Since HRAP, she completed her Masters in Law Enforcement and Criminal Justice at the Ahmadu Bello University in Nigeria. Alabi remains in touch with a few Advocates in her cohort along with Professor J. Paul Martin.
—Article composed by Allison Tamer, Program Assistant, June 2013
Co-Founder and Executive Director, Alaliyaa
Taima Al-Jayoush is a 1999 Human Rights Advocate from Syria. After HRAP, Al-Jayoush continued her work as a lawyer, focusing her career on advocating for women rights in Syria. In 2009, she founded Alalyiaa, a pro-bono law firm in Damascus, Syria that provides legal aid for Syrian women in cases of violence such as honor crimes, trafficking, divorce settlements and custody disputes.

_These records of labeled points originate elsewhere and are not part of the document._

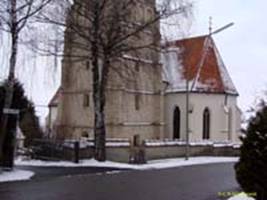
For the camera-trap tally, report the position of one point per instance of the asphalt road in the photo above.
(41, 173)
(202, 182)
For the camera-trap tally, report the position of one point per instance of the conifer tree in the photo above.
(251, 170)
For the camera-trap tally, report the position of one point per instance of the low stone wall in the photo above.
(159, 152)
(125, 151)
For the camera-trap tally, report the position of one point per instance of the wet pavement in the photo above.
(203, 182)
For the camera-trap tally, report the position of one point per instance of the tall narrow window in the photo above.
(137, 101)
(206, 124)
(86, 100)
(88, 64)
(176, 123)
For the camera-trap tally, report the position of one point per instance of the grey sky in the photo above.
(243, 49)
(243, 46)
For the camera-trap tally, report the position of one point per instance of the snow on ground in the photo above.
(241, 196)
(154, 164)
(15, 175)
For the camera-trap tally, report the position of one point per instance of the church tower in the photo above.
(134, 101)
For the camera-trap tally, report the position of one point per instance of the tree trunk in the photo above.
(11, 75)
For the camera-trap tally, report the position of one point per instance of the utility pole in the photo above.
(187, 116)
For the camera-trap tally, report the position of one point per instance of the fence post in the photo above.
(76, 151)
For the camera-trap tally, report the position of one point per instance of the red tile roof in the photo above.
(202, 65)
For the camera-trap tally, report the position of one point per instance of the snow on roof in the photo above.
(198, 61)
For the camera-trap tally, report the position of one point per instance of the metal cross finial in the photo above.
(210, 25)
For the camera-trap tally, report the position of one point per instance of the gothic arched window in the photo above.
(176, 123)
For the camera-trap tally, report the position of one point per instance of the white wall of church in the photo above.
(225, 121)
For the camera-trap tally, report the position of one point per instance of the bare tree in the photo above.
(104, 31)
(14, 18)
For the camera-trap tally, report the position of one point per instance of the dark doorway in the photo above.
(206, 124)
(176, 123)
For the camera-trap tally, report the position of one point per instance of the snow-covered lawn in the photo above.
(15, 175)
(155, 164)
(241, 196)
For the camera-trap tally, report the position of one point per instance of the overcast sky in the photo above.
(242, 47)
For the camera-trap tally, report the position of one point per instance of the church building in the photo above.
(153, 103)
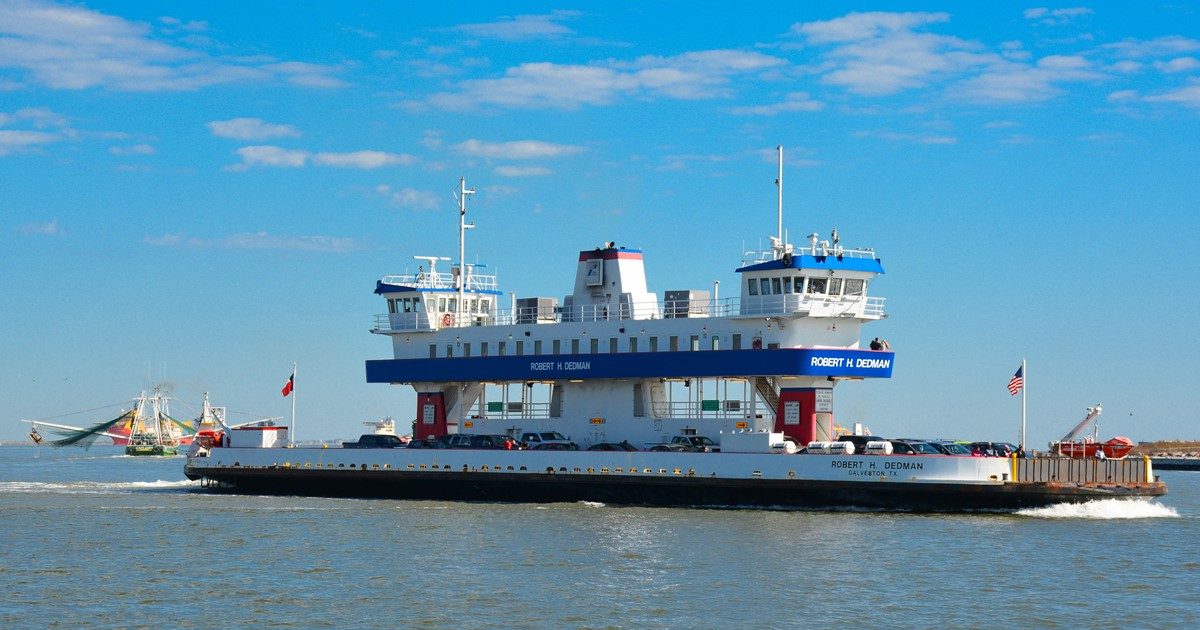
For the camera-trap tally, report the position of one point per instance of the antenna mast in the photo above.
(463, 191)
(779, 184)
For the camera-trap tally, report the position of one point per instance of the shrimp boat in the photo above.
(147, 429)
(1116, 448)
(635, 379)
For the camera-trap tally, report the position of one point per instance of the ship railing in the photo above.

The Human Rights Advocates Program at Columbia University is an intensive capacity building program that provides Advocates with the resources to expand their knowledge and skills through trainings, workshops and relevant graduate coursework. When asked how her participation in HRAP assisted her work in human rights law and advocacy, Al-Jayoush writes, “HRAP gave me the space to learn more about human rights at the academic level. I closely studied the human rights conventions and treaties. I implemented what I learned at HRAP when representing political prisoners at the Supreme State Security Court in Damascus or Syrian women in Sharia, civil or criminal courts.”
Al-Jayoush is currently living in Montreal, Canada and continues managing her law firm Alalyiaa and assisting the Mahmoud Aljayoush Law Firm with various law cases. Al-Jayoush frequently communicates with former participants of the Human Rights Advocates Program over e-mail. She writes, “I still keep in touch with my friends in the program. I continue to respect and admire their work.”
, Lagos State University
When Tunde Akanni joined HRAP in 1998, he was working with the Centre for Free Speech in Nigeria, a free expression group co-established by 1997 Advocate Babatunde Olugboji. At the time, the group was in the process of advocating for the release of four Nigerian journalists who had been arrested for writing about the alleged 1995 coup attempt. The experience would be one of many in which Tunde was involved as an international consultant dedicated to human rights advocacy.
During HRAP, Tunde writes that he had “the opportunity to effectively internationalize [his] activities and improve [his] skills.” In fact, he credits a fundraising course taught by Paul Martin, the director at the Center for the Study of Human Rights at the time, with helping him to secure a $20,000 grant to support his organization. Apart from building his skillset, Tunde connected with colleagues that he now remains in contact with even 20 years later.
Today, Tunde is involved in a number of initiatives related to internet governance at the Information Aid Network (IFAnet). He lectures at Lagos State University.